Another mathematician-turned-engineering professor, George Cybenko, later proved in 1988 that a neural network with two hidden layers and sigmoid activation functions can approximate any continuous function. Cybenko’s article provided more details and proofs. Although Cybenko did not cite Hecht-Nielsen’s 1986 work, he did reference Kolmogorov’s 1957 work. We do not know if he was inspired by Hecht-Nielsen. Almost simultaneously, independent works such as Hornik-1989 also referenced both Kolmogorov and Hecht-Nielsen, indicating Hecht-Nielsen’s prophetic insights into the implications of the Kolmogorov-Arnold superposition for computer science. These related conclusions and various variants and extensions are collectively referred to as the Universal Approximation Theorem. In addition to continuous functions, there are efforts to prove that discontinuous functions can also be approximated using three-layer neural networks (Ismailov, 2022). Regardless, those with a mathematical background can always consider problems from first principles. Subsequently, the crisis in neural networks caused by Minsky was finally resolved.

Kolmogorov and Arnold's Influence on Neural Networks
George Cybenko. Image source: https://engineering.dartmouth.edu/
The proofs by Hecht-Nielsen et al. are existential rather than constructive. Computer science is both a science and an engineering discipline; whether an idea is feasible must be accompanied by algorithms and implementations, with reliable complexity analysis and engineering demonstrations.

In 1974, a doctoral thesis in statistics at Harvard proved that increasing the number of layers in neural networks to three and utilizing the back-propagation learning method could solve the XOR problem. The author of this thesis, Paul Werbos, later received the Pioneer Award from the IEEE Neural Networks Society. When Werbos’s article was first published, it did not attract much attention in the neural network community, primarily because his advisor was in sociology and political science, and the problems he aimed to solve were also in statistics and social sciences. Applying “back-propagation” to multi-layer neural networks became known as “deep learning.”
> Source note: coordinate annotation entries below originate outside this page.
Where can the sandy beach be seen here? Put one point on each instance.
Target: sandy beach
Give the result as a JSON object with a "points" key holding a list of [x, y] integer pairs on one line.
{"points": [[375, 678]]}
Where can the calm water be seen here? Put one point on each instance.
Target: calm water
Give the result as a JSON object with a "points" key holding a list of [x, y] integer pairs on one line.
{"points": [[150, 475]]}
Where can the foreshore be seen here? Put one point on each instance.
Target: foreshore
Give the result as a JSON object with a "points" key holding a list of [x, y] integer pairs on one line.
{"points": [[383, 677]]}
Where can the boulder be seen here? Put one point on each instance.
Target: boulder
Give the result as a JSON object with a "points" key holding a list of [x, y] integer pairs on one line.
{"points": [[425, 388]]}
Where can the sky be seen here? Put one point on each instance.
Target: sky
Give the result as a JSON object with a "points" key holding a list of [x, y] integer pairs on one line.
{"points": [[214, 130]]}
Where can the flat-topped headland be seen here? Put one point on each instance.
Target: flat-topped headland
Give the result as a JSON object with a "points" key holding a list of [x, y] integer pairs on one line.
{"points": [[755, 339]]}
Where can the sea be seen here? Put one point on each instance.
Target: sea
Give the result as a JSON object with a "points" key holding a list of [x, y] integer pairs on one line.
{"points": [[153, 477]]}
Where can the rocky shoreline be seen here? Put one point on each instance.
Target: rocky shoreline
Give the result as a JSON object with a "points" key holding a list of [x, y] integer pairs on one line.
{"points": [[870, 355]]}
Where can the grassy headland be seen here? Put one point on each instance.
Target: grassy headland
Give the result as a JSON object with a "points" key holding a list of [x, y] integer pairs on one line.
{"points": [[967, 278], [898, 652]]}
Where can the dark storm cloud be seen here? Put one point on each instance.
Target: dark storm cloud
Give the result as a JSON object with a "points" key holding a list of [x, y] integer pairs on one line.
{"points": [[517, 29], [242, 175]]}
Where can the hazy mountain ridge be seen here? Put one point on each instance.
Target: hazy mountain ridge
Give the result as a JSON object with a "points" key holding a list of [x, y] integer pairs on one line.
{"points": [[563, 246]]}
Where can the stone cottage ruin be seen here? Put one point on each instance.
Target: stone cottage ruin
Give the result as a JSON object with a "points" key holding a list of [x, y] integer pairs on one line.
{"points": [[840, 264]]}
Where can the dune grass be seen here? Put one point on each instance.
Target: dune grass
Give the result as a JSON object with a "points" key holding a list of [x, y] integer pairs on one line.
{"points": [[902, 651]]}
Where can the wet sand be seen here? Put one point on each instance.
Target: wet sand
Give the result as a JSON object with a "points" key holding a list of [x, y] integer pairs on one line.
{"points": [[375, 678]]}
Deep learning first achieved breakthroughs in speech and image recognition and later, with the help of reinforcement learning, saw astonishing success in games and natural language processing. However, the mechanisms behind deep learning have yet to be satisfactorily explained.

Tomaso Poggio, a collaborator of the prematurely deceased computer vision researcher David Marr, gradually shifted his focus towards the theory of machine learning and neural networks after Marr’s death in 1980. Many mathematicians were also drawn in, such as Fields Medalist and long-lived, prolific mathematician Stephen Smale. However, Poggio does not recognize that the KA superposition theorem can serve as the mathematical foundation for universal approximation networks. As early as 1989, he pointed out that networks implementing KA superposition are non-smooth (see Girosi & Poggio, 1989). In subsequent work, he further noted that the curse of dimensionality (CoD) depends on dimension/smoothness. Poor smoothness naturally leads to dimensionality issues. Although the KA superposition theorem has theoretical value, its direct application to practical neural networks encounters smoothness problems, resulting in little engineering progress. Consequently, the KA superposition theorem was forgotten.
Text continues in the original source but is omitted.